El vagón va a rebosar. No
me gusta el contacto con gente que no conozco. Me repugna que mi piel roce otra
piel extraña. Y tocar la barra de sujeción del metro, eso ya me desquicia.
Virus, bacterias, mugre, restos de un individuo desconocido. Cuando llego con
Teresita de la calle de haber estado en el parque lo primero que hago es
meterla en la bañera. El verla jugar en el cajón de arena y luego pasar sus
manitas por las cuerdas del columpio me repulsa, pero debo dejar a la niña
danzar a sus anchas y no convertirla en una compulsiva obsesiva como yo. En el
bolso siempre llevo el paquete de toallitas húmedas para limpiarle las manitas
cuando salimos del recinto. Ayer tarde, al meterla en su baño tras el
juego en el parque con los demás, descubrí la destemplanza de la pequeña. Pensé
que sería un virus, alguna infección estomacal o cualquier otra enfermedad
banal de niño pequeño. A sus dieciocho meses aun no me acostumbro a descubrir
cual puede ser el mal que la aqueja. Que difícil es ser madre primeriza e hija
única que nunca ha visto criar otro hermano.
Hoy no he tenido ganas de
peinarme y sólo me he cogido una cola de caballo bien tensa. No me ha importado
que a mis veintisiete años ya tenga el pelo poblado de canas. Con la melena
suelta lo disimulo un poco más. Cuando salga de la oficina tendré que pasarme
por el Mercadona a comprarme el tinte cobrizo para cubrirme los primeros
síntomas de mi transformación en Copito de nieve. Los empujones en cada una de
las paradas de metro me sacan de mis pensamientos y me hacen volver a la
realidad. Apretujones, carreras, prisas y yo solo pensando en mi pelo y en mi
pequeña enferma. Le he dicho a Rafael que no la lleve a la guardería que la
deje en casa de su madre. A la abuela le gusta cuidar de su primera nieta. Le
ha costado pero por fin ha tenido una nieta, mis cuñados todos han tenido
machotes, para que no se pierda la estirpe.

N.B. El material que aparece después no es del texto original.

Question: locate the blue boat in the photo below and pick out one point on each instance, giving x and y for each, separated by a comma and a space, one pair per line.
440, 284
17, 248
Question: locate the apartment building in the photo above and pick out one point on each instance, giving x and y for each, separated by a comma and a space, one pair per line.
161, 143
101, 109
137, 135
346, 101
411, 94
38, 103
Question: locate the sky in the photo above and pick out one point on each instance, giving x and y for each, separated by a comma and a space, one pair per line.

Sé que ella la tendrá bien
atendida. Demasiado consentida, pero bien cuidada. Pero para eso están los
abuelos: para dar los caprichos a los nietos. Para hacer con ellos lo que no pudieron
hacer con sus hijos, ya fuera por falta de tiempo o por la incoherencia de la
juventud. La madurez nos hace ver la vida de otra forma. Cada vez está más
cerca el fin y por ello hay que aprovechar cada instante. Cuando se es joven se
tiene toda la existencia por delante o al menos eso nos creemos o nos
hacemos creer.
Antes de salir he tenido
que preparar la bolsa con la ropa de Teresita para que Rafael se la deje a su
madre. Sé que él es capaz de arreglarla, pero me quedo más tranquila si lo hago
yo personalmente. Sino estaría toda la mañana llamándolo. La abuela también
tiene de todo, normalmente la dejamos en su casa cuando está enferma, pero ya
lo he dicho antes “haciéndolo yo me quedo más tranquila”. Biberones, leche en
polvo, aunque para desayunar sería mejor que le diera un poco de fruta
triturada. Anoche no comió nada y le vendría bien meterse algo en el estómago
además de la leche. Luego llamo a mi suegra para ver como está y se lo
comento. También le he echado unas mudas por si se mancha. Creo que
tendrá suficiente.
Corro para cambiar de
línea, por fin mi último transbordo antes de llegar al trabajo. Menos mal que
traigo en el bolso la pashmina. Cuando salga de la boca del metro seguro que
hace fresco. Empiezan a refrescar ya las mañanas. Anoche hacía frío. La niña
pasó toda noche destapándose. No quería apartarme de su lado. Mi madre siempre
me ha dicho que la fiebre hay que sudarla. La niña es muy pequeña y no creo que
sea bueno que se enfríe a esas horas estando malita. Así que casi no me moví de
su cunita. Duerme en la misma habitación que nosotros, pero para poder llegar a
la cuna tengo que salir de mi cama y destaparme. Menos mal que antes de
meterme en la cama me puse ya el pijama de invierno, porque con el de verano
hubiese pasado frío tanto ir de un lado para otro del dormitorio. Rafael casi
ni se inmutó en toda la noche. Cuando Teresita está enferma él normalmente ni
se entera. Tiene un sueño muy profundo. Es mi pequeña. Es mi niña. No me
importa tener que pasar la noche en vela para cuidarla y ser su enfermera.
Antes de subir a la
oficina me pararé en la cafetería de la esquina a tomarme un café y llamar a
Rafael desde el teléfono público que hay dentro. Aun estará en casa de su madre
y a punto de ir a su trabajo. Seguro que se ha olvidado de algo.